And now for something completely different – children’s literature. Kline has packed her latest picture book, Almost A Minyan, almost to bursting with themes of Jewish prayer, community, mourning, ritual items and egalitarianism. Set in a small town that sometimes struggles to meet the quorum of 10 adults needed to make up the minyan, or quorum for community prayer, a young girl observes her father’s daily participation. Unabashedly egalitarian, both in the narrative and illustrations, the full inclusion of women in the minyan is presented as normative. Families and organizations who share this view are especially likely to appreciate this depiction of Jews and their communities that reflect their realities.
On a slightly discordant note, Klein uses the Yiddish terms, spellings, and pronunciations for most Jewish labels, for example, “synagogue” is always “shul”. While these insider terms seem to contradict the book’s commitment to inclusion, Klein’s consistency in their use, as well as their repetition in the story, quickly familiarizes them to readers who are not of Ashkenazic descent. A glossary at the end of the book provides clear descriptions of these terms and their linguistic origins – a phonetic pronunciation guide could also be a helpful tool.
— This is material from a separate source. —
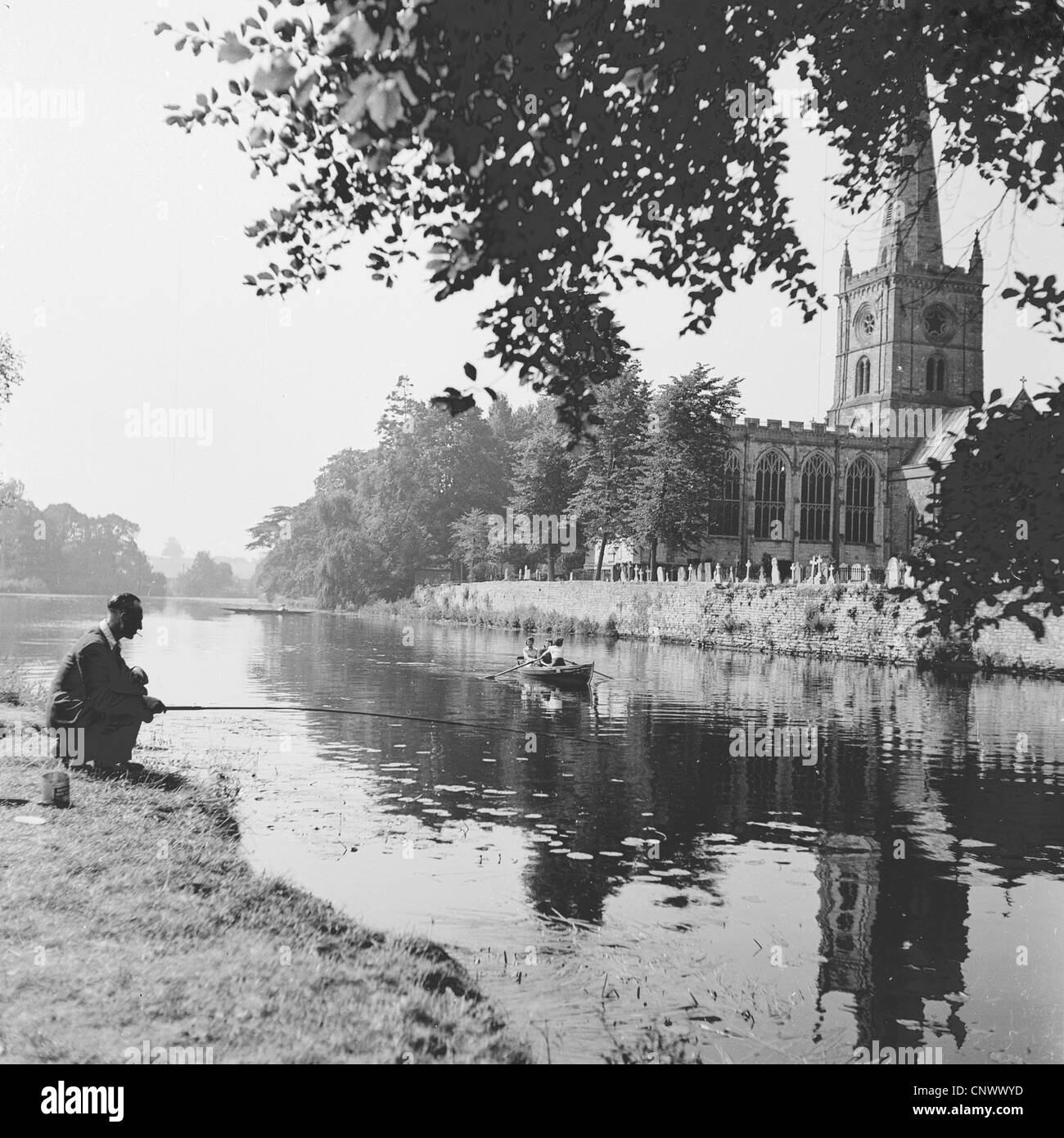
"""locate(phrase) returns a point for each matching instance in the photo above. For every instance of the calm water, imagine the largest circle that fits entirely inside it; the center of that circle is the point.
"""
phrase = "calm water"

Simon’s detailed illustrations are vibrant and contribute strongly to the emotional impact of the story. Their bright colors and realism will capture younger readers, making this book an excellent choice for families with children of different ages. A single caveat is that the story deals directly with the death of a close family member. Parents and caregivers should use their judgment and evaluate its appropriateness for their intended audiences. On the other hand, Kline and Simon’s treatment of the topic give their work the potential to be an empowering resource for grieving families.
Together Kline and Simon have crafted a book about Jewish life that is accessible, thoughtful, and memorable. Children will enjoy being carried away by the illustrations and rhyming language. Parents and educators will appreciate the detail and opportunity to share pictures and words that reflect the richness of Jewish ritual and community. It is well worth a look by librarians and community organizations who seek to add cultural diversity to their children’s collections. All told, Almost a Minyan is a solid example of children’s literature that will give readers the ultimate gift – the opportunity to create memories of learning together.